Homebrew Talk - Beer, Wine, Mead, & Cider Brewing Discussion Forum

Help Support Homebrew Talk - Beer, Wine, Mead, & Cider Brewing Discussion Forum:

This site may earn a commission from merchant affiliate links, including eBay, Amazon, and others.

rshosted

Well-Known Member
Joined
Jan 2, 2008
Messages
123
Reaction score
3
Just in the middle of an all grain Maple Wheat. It tells me to add some maple syrup to prime when bottling (from book Clone Brews). I also did the all grain method. My question is, should I add the extra maple syrup upon kegging? I don't need the sugar for carbonating (obviously) but wondering if it would affect the maple flavor....

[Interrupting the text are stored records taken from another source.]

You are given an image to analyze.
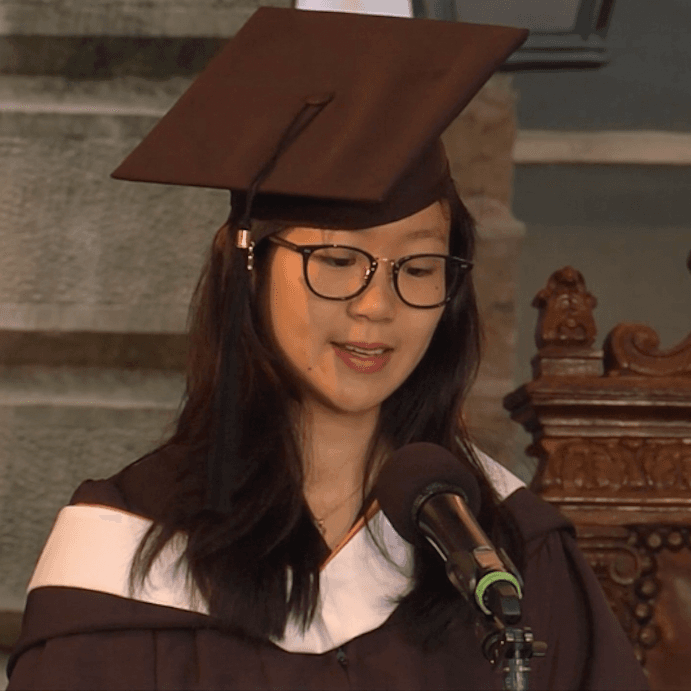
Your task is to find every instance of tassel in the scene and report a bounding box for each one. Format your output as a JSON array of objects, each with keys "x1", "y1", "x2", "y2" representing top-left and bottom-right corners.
[{"x1": 204, "y1": 246, "x2": 251, "y2": 515}]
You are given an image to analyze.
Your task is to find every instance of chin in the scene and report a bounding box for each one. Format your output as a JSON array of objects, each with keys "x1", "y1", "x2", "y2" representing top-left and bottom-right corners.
[
  {"x1": 321, "y1": 395, "x2": 382, "y2": 416},
  {"x1": 313, "y1": 386, "x2": 388, "y2": 416},
  {"x1": 301, "y1": 362, "x2": 408, "y2": 416}
]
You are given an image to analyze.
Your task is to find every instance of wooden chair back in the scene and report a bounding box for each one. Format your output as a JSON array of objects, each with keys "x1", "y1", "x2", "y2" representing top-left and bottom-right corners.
[{"x1": 504, "y1": 261, "x2": 691, "y2": 690}]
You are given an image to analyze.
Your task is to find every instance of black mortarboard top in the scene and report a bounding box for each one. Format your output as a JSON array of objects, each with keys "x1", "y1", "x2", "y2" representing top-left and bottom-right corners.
[
  {"x1": 112, "y1": 7, "x2": 528, "y2": 239},
  {"x1": 110, "y1": 8, "x2": 528, "y2": 516}
]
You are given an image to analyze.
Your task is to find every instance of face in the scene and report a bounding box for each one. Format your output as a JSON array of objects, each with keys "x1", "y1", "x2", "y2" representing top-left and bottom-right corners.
[{"x1": 266, "y1": 201, "x2": 450, "y2": 417}]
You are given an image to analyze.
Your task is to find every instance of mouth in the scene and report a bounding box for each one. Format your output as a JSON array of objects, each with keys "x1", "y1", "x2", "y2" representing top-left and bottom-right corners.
[
  {"x1": 332, "y1": 342, "x2": 394, "y2": 374},
  {"x1": 333, "y1": 342, "x2": 394, "y2": 357}
]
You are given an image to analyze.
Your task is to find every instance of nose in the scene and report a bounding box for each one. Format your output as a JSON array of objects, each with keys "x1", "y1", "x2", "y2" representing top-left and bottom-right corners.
[{"x1": 348, "y1": 260, "x2": 397, "y2": 317}]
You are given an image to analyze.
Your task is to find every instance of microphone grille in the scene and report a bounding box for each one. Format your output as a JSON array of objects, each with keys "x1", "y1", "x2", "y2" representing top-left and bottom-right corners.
[{"x1": 373, "y1": 442, "x2": 481, "y2": 545}]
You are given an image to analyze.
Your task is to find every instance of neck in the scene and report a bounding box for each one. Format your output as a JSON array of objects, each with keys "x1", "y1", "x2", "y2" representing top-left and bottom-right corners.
[
  {"x1": 300, "y1": 402, "x2": 379, "y2": 492},
  {"x1": 297, "y1": 400, "x2": 389, "y2": 547}
]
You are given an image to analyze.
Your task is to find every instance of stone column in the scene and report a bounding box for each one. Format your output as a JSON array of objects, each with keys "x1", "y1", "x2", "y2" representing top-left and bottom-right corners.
[{"x1": 442, "y1": 74, "x2": 528, "y2": 479}]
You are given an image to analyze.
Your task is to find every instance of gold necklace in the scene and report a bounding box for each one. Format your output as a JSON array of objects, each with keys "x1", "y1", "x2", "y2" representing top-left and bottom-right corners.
[{"x1": 314, "y1": 486, "x2": 361, "y2": 535}]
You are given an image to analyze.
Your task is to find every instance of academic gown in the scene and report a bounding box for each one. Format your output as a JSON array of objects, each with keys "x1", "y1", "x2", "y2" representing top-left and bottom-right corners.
[{"x1": 6, "y1": 448, "x2": 648, "y2": 691}]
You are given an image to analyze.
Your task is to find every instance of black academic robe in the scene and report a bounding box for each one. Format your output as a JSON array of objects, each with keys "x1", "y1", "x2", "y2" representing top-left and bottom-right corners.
[{"x1": 6, "y1": 450, "x2": 648, "y2": 691}]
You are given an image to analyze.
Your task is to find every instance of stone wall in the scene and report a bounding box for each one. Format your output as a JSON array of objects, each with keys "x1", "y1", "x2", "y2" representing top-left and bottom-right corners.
[
  {"x1": 0, "y1": 2, "x2": 524, "y2": 636},
  {"x1": 0, "y1": 0, "x2": 290, "y2": 650}
]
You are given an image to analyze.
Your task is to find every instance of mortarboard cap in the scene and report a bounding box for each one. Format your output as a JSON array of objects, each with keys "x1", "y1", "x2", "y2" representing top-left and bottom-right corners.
[{"x1": 112, "y1": 7, "x2": 528, "y2": 238}]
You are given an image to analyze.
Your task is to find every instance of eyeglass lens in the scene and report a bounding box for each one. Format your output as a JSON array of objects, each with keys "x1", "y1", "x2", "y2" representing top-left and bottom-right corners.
[{"x1": 306, "y1": 247, "x2": 462, "y2": 307}]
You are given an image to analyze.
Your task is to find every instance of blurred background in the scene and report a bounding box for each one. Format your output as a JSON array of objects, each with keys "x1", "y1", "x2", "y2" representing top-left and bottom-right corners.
[{"x1": 1, "y1": 0, "x2": 689, "y2": 686}]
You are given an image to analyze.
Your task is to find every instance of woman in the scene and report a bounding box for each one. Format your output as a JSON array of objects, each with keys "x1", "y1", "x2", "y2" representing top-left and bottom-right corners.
[{"x1": 7, "y1": 7, "x2": 648, "y2": 690}]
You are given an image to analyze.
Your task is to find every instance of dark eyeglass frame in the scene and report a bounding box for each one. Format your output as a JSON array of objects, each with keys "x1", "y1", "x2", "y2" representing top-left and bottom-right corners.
[{"x1": 267, "y1": 235, "x2": 473, "y2": 309}]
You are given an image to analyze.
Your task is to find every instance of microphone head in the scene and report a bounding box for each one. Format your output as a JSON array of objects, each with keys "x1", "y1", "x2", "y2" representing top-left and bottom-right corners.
[{"x1": 374, "y1": 442, "x2": 482, "y2": 546}]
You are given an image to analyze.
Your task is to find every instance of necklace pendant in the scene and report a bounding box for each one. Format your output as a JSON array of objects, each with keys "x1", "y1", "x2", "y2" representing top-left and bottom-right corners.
[{"x1": 316, "y1": 519, "x2": 326, "y2": 535}]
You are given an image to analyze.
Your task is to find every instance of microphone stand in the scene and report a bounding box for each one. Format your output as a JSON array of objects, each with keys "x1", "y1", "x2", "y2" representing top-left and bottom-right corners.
[
  {"x1": 473, "y1": 585, "x2": 547, "y2": 691},
  {"x1": 445, "y1": 553, "x2": 546, "y2": 690}
]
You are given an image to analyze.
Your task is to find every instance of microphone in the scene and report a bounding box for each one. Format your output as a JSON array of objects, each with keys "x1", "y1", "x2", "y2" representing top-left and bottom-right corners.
[{"x1": 374, "y1": 442, "x2": 524, "y2": 625}]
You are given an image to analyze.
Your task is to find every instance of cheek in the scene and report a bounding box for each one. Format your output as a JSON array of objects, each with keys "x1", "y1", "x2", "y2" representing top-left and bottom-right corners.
[
  {"x1": 404, "y1": 312, "x2": 444, "y2": 366},
  {"x1": 270, "y1": 272, "x2": 305, "y2": 349},
  {"x1": 268, "y1": 268, "x2": 333, "y2": 369}
]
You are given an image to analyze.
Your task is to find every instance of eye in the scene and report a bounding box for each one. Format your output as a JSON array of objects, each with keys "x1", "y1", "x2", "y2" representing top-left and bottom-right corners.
[
  {"x1": 402, "y1": 257, "x2": 443, "y2": 278},
  {"x1": 313, "y1": 248, "x2": 360, "y2": 268},
  {"x1": 405, "y1": 265, "x2": 435, "y2": 278}
]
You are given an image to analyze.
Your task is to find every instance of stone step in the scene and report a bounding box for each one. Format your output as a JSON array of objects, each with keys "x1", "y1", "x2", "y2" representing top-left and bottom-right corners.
[
  {"x1": 1, "y1": 36, "x2": 227, "y2": 78},
  {"x1": 0, "y1": 365, "x2": 184, "y2": 408},
  {"x1": 0, "y1": 74, "x2": 188, "y2": 113},
  {"x1": 0, "y1": 1, "x2": 290, "y2": 76},
  {"x1": 0, "y1": 0, "x2": 287, "y2": 37},
  {"x1": 0, "y1": 330, "x2": 187, "y2": 368}
]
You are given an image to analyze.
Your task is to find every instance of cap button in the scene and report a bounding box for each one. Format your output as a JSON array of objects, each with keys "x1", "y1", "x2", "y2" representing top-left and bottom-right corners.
[{"x1": 304, "y1": 92, "x2": 335, "y2": 106}]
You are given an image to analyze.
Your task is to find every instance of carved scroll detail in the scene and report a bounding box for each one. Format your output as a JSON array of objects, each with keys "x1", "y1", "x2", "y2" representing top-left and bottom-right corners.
[
  {"x1": 605, "y1": 323, "x2": 691, "y2": 376},
  {"x1": 532, "y1": 266, "x2": 598, "y2": 350},
  {"x1": 579, "y1": 533, "x2": 645, "y2": 659},
  {"x1": 540, "y1": 438, "x2": 691, "y2": 495},
  {"x1": 580, "y1": 526, "x2": 691, "y2": 667}
]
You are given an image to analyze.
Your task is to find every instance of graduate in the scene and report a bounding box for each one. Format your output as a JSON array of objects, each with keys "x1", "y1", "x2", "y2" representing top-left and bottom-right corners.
[{"x1": 7, "y1": 7, "x2": 648, "y2": 690}]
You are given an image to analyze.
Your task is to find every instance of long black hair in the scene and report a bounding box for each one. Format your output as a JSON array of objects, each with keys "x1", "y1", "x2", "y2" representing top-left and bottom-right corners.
[{"x1": 126, "y1": 181, "x2": 523, "y2": 645}]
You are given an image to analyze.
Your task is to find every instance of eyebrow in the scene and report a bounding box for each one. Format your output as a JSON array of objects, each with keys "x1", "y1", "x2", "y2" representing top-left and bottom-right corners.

Thanks in advance. Also as a side note it is two weeks after pitching now and still bubbling a few times a minute through the air lock.... Wonder if it will ever finish...
 
Is maple syrup the only thing the recipe calls for at bottling? If it calls for the syrup and another sugar, add the normal amount of syrup. If it only calls for the syrup, you can add less and still get some maple flavor. You could even just prime with the syrup in the keg instead of force carbing.
 
It does call for priming sugar too. I figured I would omit this as it is not for flavor. (I thought) i also thought if added I would add it at the end of secondary and let it settle a touch longer to avoid cloudy beer in the keg.
 
I'd just skip the priming sugar and add the syrup the way that the recipe calls for. I shop at the hbs owned by the couple that wrote Clone Brews, they definitely know what they're talking about.

Welcome to the forum:mug:
 
I'd skip the syrup. If it's not going to be fermented out, it might make your beer too, well, syrupy.
 
sounds like the syrup is part of the flavor profile. add it, skip the priming sugar. some of it will ferment and give you a jump start on carbing in the keg. I'd let it sit at room temp for a week in the keg before you put it on gas (other than using CO2 to purge the headspace)
 
You might consider (natural) maple flavor extract. It's tough to get much maple flavor adding syrup since it all ferments off. I bottle a maple blonde this past weekend. I added the flavor extract to taste at bottling... a little over 1 fluid ounce.